Оба верные хранителя тайны высокого дома хотя, как мы уже сказали, узнали друг друга, но не выдали этого — Гладких от неожиданности, а Егор Никифоров из боязни, что Иннокентий Антипович может объяснить его возвращение в поселок близ высокого дома желанием получить вознаграждение за перенесенное наказание от богача Толстых, место которого он добровольно занял на каторге.
Варнак Егор тихо шел по той самой дороге, где более чем двадцать лет тому назад было совершено приписанное ему преступление, и направлялся к поселку.
Иннокентий Антипович, совершенно ошеломленный этой встречей, тоже медленно возвратился в сопровождении Татьяны Петровны, как звали все не только на заимке, но и в К., молодую девушку, считавшуюся дочерью Толстых; многие даже и не подозревали, что она собственно Татьяна Егоровна — дочь каторжника, как назвал ее Семен Семенович Толстых — двоюродный племянник Петра Иннокентьевича. Первая это не подозревала — она сама.
Мы будем продолжать называть ее по отчеству в честь ее приемного отца.

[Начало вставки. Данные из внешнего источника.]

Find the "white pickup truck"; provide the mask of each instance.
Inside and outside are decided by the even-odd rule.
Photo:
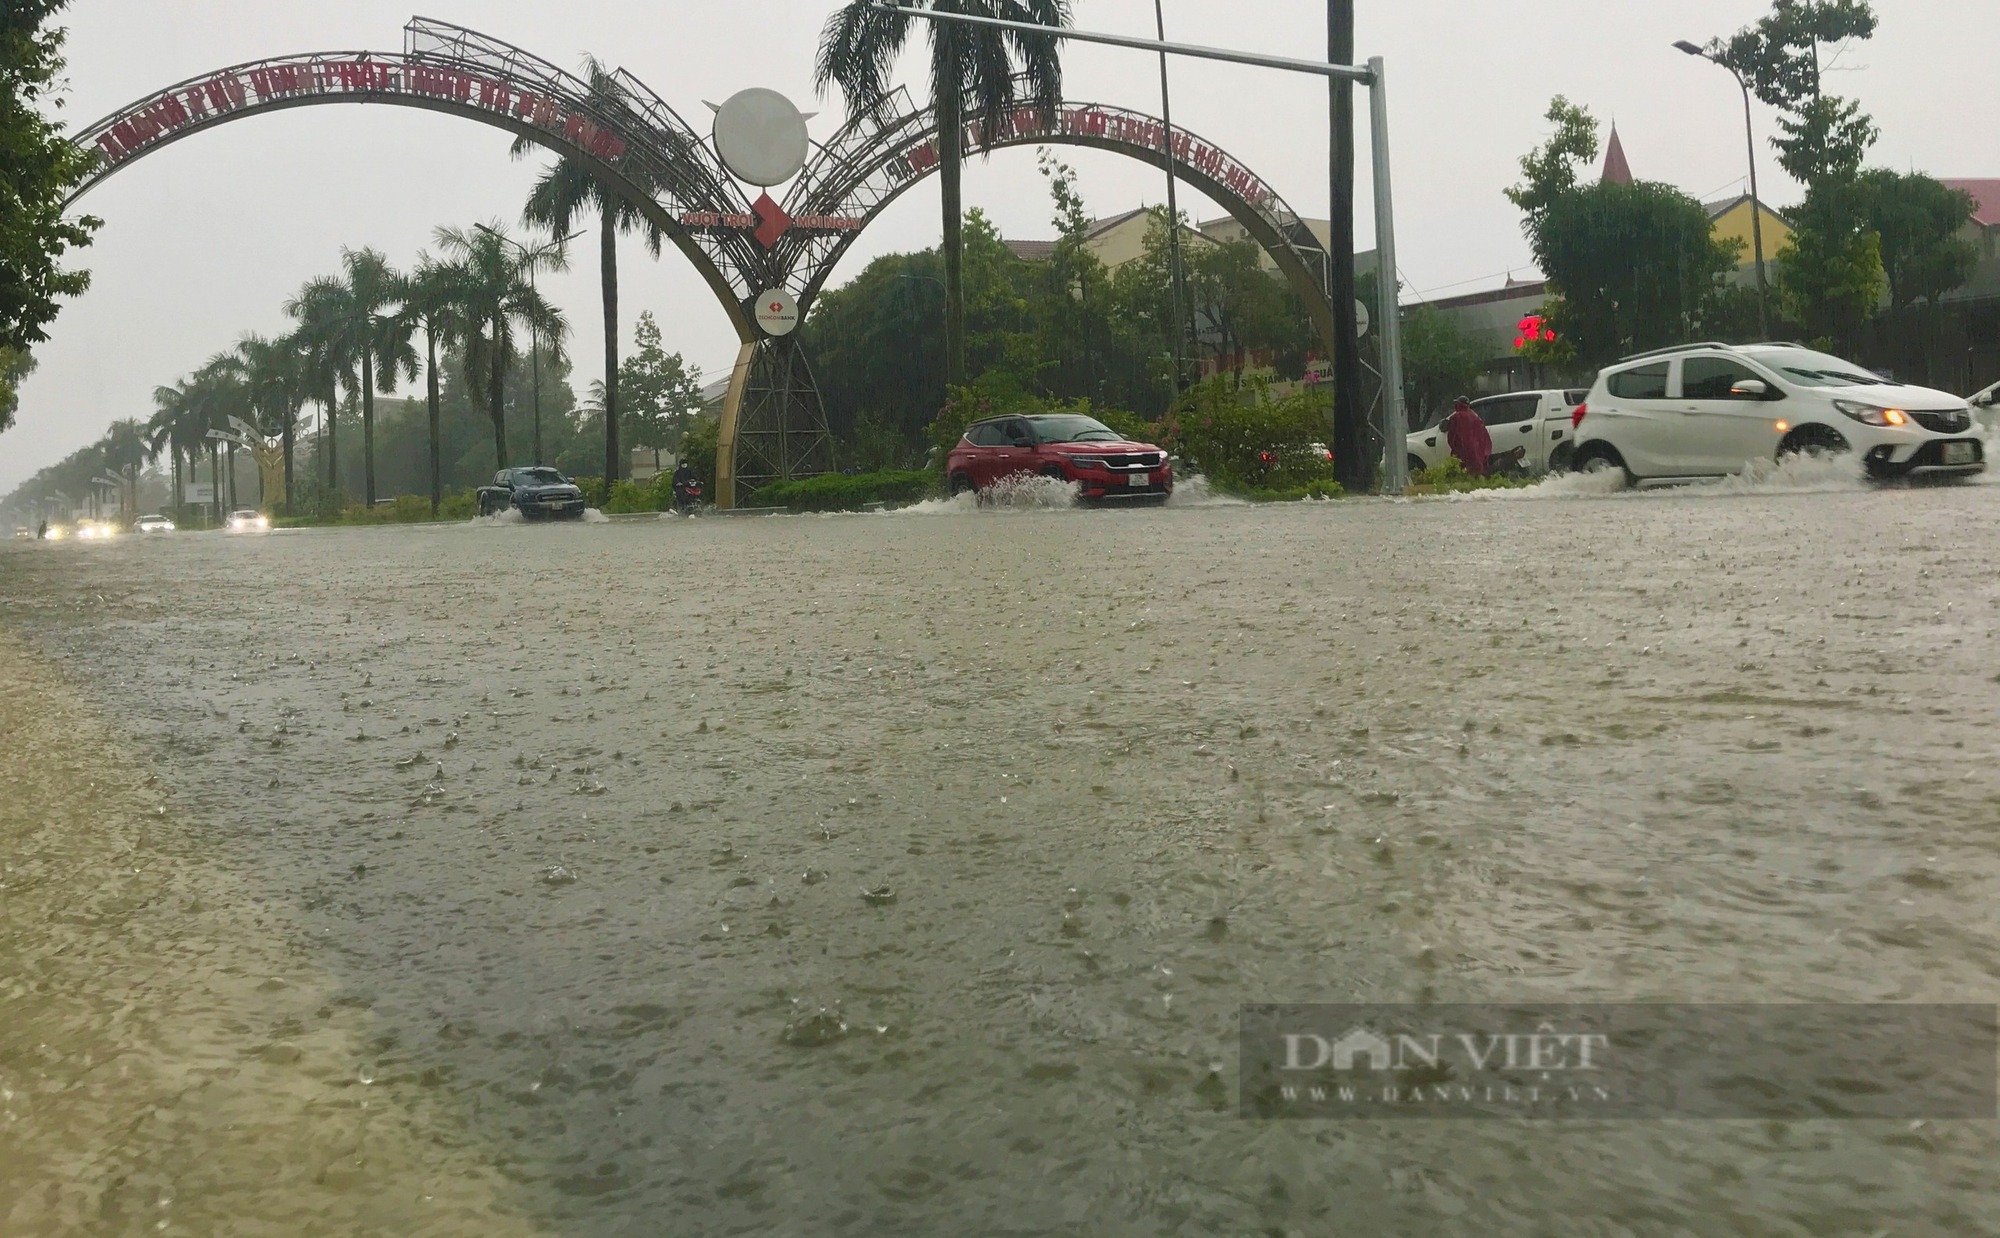
[[[1486,423],[1493,440],[1492,468],[1531,477],[1562,472],[1569,467],[1570,439],[1576,432],[1570,415],[1590,392],[1572,387],[1562,391],[1513,391],[1472,402],[1472,411]],[[1433,468],[1451,459],[1444,422],[1409,436],[1410,472]]]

«Нет, — думал Егор Никифоров, шагая по знакомой дороге, — нет, этого не может быть… Эта прелестная девушка не может быть дочерью Петра Иннокентьевича. Ей двадцать один год, но двадцать лет тому назад Толстых не был женат… Нет, она не его дочь, хотя и называет его своим отцом… Ее крестный отец Иннокентий Антипович! Не ребенок ли это Марьи Петровны? Ее мать, говорит она, умерла при ее рождении, а Марья Петровна пропала около того же времени… Да, это так, это дочь Марьи Петровны!»
Он ускорил шаги.
Впрочем, подойдя к поселку, он вдруг остановился, как бы чего-то испугавшись. Вид родных мест произвел на него гнетущее впечатление — из глаз его полились слезы.
Вскоре, однако, он овладел собою и пошел по улице поселка. Встречавшиеся крестьяне и крестьянки были ему совершенно незнакомы — его также не узнавал никто. Он дошел до конца поселка, где стояла его изба, и остановился, как вкопанный — перед ним были одни развалины.
Растерянно оглядываясь кругом, Егор Никифоров вошел внутрь избы, но там было пусто, пол почти весь сгнил и провалился, одна кирпичная печь возвышалась среди груды мусора.
Егор Никифоров встал на колени, закрыл лицо руками и громко зарыдал.